Cerebral Blood Flow Monitoring in High-Risk Fetal and Neonatal Populations

Abstract

Cerebrovascular pressure autoregulation promotes stable cerebral blood flow (CBF) across a range of arterial blood pressures. Cerebral autoregulation (CA) is a developmental process that reaches maturity around term gestation and can be monitored prenatally with both Doppler ultrasound and magnetic resonance imaging (MRI) techniques. Postnatally, there are key advantages and limitations to assessing CA with Doppler ultrasound, MRI, and near-infrared spectroscopy. Here we review these CBF monitoring techniques as well as their application to both fetal and neonatal populations at risk of perturbations in CBF. Specifically, we discuss CBF monitoring in fetuses with intrauterine growth restriction, anemia, congenital heart disease, neonates born preterm and those with hypoxic-ischemic encephalopathy. We conclude the review with insights into the future directions in this field with an emphasis on collaborative science and precision medicine approaches.

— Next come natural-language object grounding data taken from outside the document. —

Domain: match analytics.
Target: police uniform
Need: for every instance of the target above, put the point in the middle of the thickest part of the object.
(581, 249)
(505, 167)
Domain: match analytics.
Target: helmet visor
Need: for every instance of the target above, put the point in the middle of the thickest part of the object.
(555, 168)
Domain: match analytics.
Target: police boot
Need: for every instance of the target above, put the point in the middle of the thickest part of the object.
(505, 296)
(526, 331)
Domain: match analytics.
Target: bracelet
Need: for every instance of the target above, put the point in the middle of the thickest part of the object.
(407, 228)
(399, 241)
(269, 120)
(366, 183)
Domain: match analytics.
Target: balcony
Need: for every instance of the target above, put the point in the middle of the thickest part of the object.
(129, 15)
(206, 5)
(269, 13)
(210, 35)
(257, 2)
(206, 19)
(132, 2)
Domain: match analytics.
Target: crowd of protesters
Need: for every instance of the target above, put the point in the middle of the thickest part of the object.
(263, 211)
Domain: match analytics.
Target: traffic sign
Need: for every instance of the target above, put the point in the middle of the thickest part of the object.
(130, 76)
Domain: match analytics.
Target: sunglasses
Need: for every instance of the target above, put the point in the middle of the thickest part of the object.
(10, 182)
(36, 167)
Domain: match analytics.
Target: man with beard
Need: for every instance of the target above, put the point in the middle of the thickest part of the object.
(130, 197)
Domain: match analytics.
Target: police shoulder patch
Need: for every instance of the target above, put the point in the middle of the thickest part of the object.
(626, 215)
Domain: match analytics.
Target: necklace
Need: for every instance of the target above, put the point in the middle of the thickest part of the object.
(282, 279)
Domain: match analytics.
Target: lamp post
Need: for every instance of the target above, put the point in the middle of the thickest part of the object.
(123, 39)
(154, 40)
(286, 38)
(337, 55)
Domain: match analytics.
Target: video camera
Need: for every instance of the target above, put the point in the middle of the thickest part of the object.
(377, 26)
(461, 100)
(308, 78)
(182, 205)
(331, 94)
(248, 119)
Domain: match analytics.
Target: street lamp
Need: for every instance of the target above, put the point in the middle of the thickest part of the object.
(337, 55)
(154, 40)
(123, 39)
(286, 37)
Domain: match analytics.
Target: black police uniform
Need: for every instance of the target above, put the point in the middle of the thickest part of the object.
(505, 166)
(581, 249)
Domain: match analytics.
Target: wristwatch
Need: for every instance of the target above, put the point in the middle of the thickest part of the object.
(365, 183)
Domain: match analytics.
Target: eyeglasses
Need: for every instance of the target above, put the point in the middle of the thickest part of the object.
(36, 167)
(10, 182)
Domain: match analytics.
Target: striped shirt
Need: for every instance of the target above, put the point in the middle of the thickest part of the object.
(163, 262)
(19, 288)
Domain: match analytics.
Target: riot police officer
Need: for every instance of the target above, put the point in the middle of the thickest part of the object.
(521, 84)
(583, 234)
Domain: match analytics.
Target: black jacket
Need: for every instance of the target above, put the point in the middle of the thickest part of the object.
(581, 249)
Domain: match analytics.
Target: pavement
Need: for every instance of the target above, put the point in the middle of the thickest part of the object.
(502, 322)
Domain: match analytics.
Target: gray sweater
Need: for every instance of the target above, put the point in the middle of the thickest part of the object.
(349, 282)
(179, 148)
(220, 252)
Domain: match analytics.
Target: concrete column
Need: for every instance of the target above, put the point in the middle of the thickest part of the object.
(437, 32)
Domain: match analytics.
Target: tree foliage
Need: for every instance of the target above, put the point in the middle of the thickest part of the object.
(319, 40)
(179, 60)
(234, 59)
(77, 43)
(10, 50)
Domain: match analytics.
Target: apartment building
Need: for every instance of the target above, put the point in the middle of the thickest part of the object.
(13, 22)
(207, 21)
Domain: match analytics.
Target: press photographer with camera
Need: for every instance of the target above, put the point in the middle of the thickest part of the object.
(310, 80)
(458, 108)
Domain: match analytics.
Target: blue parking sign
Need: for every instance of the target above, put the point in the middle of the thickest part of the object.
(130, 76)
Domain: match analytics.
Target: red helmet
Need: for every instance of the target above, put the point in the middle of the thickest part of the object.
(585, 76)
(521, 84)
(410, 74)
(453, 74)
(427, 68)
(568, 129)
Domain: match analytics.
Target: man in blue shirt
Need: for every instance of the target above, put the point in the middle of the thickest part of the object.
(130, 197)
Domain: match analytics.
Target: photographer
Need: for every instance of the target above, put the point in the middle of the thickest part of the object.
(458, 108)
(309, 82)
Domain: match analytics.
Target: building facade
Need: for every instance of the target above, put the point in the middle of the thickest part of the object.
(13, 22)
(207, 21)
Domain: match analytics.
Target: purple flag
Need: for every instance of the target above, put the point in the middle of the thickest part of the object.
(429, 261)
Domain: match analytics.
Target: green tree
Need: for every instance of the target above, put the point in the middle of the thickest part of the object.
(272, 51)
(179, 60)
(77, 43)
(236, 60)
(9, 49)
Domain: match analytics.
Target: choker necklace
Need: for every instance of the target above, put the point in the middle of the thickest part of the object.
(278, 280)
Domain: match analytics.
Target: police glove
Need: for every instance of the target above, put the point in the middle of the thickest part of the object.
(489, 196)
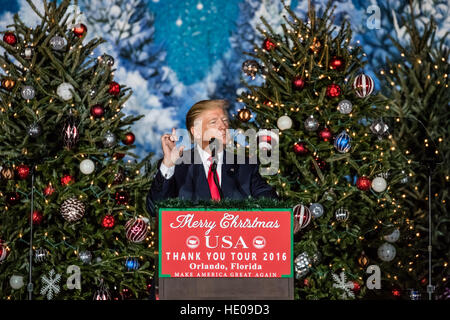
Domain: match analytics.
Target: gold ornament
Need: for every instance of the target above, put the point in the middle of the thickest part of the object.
(8, 83)
(7, 173)
(316, 45)
(244, 115)
(363, 260)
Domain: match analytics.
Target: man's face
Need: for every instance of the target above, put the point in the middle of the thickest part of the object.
(211, 123)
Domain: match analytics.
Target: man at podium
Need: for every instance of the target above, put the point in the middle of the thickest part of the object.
(207, 171)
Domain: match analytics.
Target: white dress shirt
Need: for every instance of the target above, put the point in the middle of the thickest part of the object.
(168, 172)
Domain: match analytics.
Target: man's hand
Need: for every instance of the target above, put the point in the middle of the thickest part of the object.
(171, 152)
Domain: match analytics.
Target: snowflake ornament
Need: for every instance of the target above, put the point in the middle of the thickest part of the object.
(50, 284)
(341, 282)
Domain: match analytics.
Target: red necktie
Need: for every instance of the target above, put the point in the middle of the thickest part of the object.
(215, 195)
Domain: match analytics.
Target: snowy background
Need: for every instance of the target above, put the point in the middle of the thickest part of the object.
(173, 53)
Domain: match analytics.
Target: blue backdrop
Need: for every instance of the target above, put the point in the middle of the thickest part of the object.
(173, 53)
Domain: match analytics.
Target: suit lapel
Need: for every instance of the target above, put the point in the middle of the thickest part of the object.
(200, 182)
(228, 171)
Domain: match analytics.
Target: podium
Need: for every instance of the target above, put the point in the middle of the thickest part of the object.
(219, 253)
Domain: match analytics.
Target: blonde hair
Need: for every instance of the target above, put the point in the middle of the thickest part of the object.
(197, 109)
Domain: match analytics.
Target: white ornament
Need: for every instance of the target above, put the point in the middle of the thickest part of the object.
(379, 184)
(386, 252)
(74, 281)
(284, 122)
(373, 281)
(64, 91)
(393, 236)
(87, 166)
(16, 282)
(341, 282)
(50, 284)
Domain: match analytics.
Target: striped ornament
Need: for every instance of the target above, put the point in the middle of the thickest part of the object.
(343, 142)
(363, 85)
(302, 217)
(136, 230)
(341, 214)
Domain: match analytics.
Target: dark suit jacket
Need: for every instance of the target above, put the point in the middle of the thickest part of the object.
(239, 181)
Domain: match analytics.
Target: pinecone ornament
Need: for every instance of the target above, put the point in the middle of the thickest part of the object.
(72, 209)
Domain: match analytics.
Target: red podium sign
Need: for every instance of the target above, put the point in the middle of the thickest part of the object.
(225, 243)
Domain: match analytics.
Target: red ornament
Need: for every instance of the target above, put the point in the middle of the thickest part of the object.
(325, 134)
(337, 63)
(269, 44)
(48, 190)
(300, 148)
(320, 163)
(10, 38)
(37, 217)
(298, 83)
(97, 111)
(267, 139)
(363, 183)
(136, 230)
(79, 30)
(108, 221)
(23, 171)
(396, 293)
(12, 198)
(114, 88)
(129, 138)
(122, 197)
(67, 179)
(4, 251)
(126, 294)
(118, 155)
(333, 90)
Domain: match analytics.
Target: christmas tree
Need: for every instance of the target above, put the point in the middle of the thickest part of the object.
(417, 85)
(73, 219)
(336, 156)
(129, 29)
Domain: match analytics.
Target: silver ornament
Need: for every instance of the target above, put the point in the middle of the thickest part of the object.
(92, 93)
(316, 210)
(345, 107)
(302, 265)
(414, 294)
(34, 130)
(343, 142)
(40, 255)
(28, 92)
(107, 59)
(284, 122)
(405, 178)
(109, 140)
(392, 237)
(28, 51)
(72, 209)
(379, 128)
(386, 252)
(311, 124)
(85, 256)
(64, 91)
(16, 282)
(57, 43)
(341, 214)
(250, 68)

Keywords: cerebral autoregulation; cerebroplacental Doppler; congenital heart disease; fetal MRI; fetal brain; hypoxic ischemia encephalopathy (HIE); near-infrared spectroscopy; neonatal brain.

Figure 1

The key questions regarding cerebral autoregulation (CA) are unique to each neonatal pathophysiology. In the preterm neonate, due to immature mechanisms of cerebrovascular adaptation, there is a limited plateau of stable cerebral blood flow (CBF) and there is no strong evidence to guide the optimal lower limit of cerebral perfusion pressure (CPP) by gestational age. In the neonate with congenital heart disease (CHD), postnatal hypoxia and stabilization of CBF before, during, and after cardiac surgery are the prominent challenges. For neonates with hypoxic ischemic encephalopathy (HIE), avoidance of reperfusion injury plays a key role in limiting neurologic damage.

Figure 2

Wavelet transform coherence analysis can be used to characterize cross-correlations between mean arterial pressure and ScO₂ as a function of a wide range of both time and frequencies. The coherence depicted by color mapping represents the correlations across the time-frequency axis and can be translated into percent coherence from 0 (least coherent, blue) to 1 (most coherent, red). In-phase coherence indicates impaired cerebral autoregulation.